Die Falken wrote that it had been “horrified to discover that Mustafa Keskin, chairman of the Turkish Islamic Community of Göttingen, spreads antisemitic hate messages and conspiracy myths on WhatsApp and Facebook, incites against Kurds and Armenians, and refers positively to Islamist movements such as the Muslim Brotherhood.”

“The dissemination of antisemitic hate messages and conspiracy theories by a community leader in Göttingen cannot and must not simply be accepted,” the socialist group stressed, while adding that other DİTİB officials had made similar antisemitic posts.

Göttingen district associations below, quotes Mustafa Keskin on its Facebook page in Jan. 2015: “I donate blood because…blood knows no nationality and no borders, blood is the source of life for everyone”

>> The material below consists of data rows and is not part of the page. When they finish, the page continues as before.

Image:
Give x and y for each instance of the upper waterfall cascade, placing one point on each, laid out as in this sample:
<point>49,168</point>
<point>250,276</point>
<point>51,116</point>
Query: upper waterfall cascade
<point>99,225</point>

Die Falken argues that for years none of the xenophobic and ultra-Turkish nationalist posts made by Keskin and others affiliated with DİTİB were challenged by anyone within the German Turkish religious body, prompting them to believe the racist views were tolerated by the organisation.

These DİTİB officials “have not experienced any opposition from within their own association,” Die Falken said, continuing, “Therefore, our assessment is that antisemitism and other right-wing positions are acceptable to DİTİB.”

In light of the discoveries, Die Falken have called on Göttingen officials to stop working with Keskin and DİTİB.

The socialist group asked, “How can Göttingen establish a dialogue with such a person? Don’t they ever research?”

Flag of Die Falken, by Oren neu dag (talk) – Own work, Wikipedia/CC BY-SA 3.0


Die Falken further asserted that, “We are dealing with a milieu in which right-wing and antisemitic positions are ‘quite normal’ [for DİTİB]. We will therefore urge our state association to speak out against the admission of the DITIB youth, and also to inform other associations about this matter.”

Two thirds of Germany’s 4.5 million Muslims are of Turkish origin. DİTİB is Germany’s largest Islamic umbrella body, overseeing about 900 mosques in Germany with over 1,000 imams, who are appointed by Turkey’s Directorate of Religious Affairs (Diyanet).

In 2019, Germany’s Ministry of Interior launched a new education initiative to help train imams locally in an effort to reduce foreign influence and cultural values that are deemed incompatible with multi-cultural German society.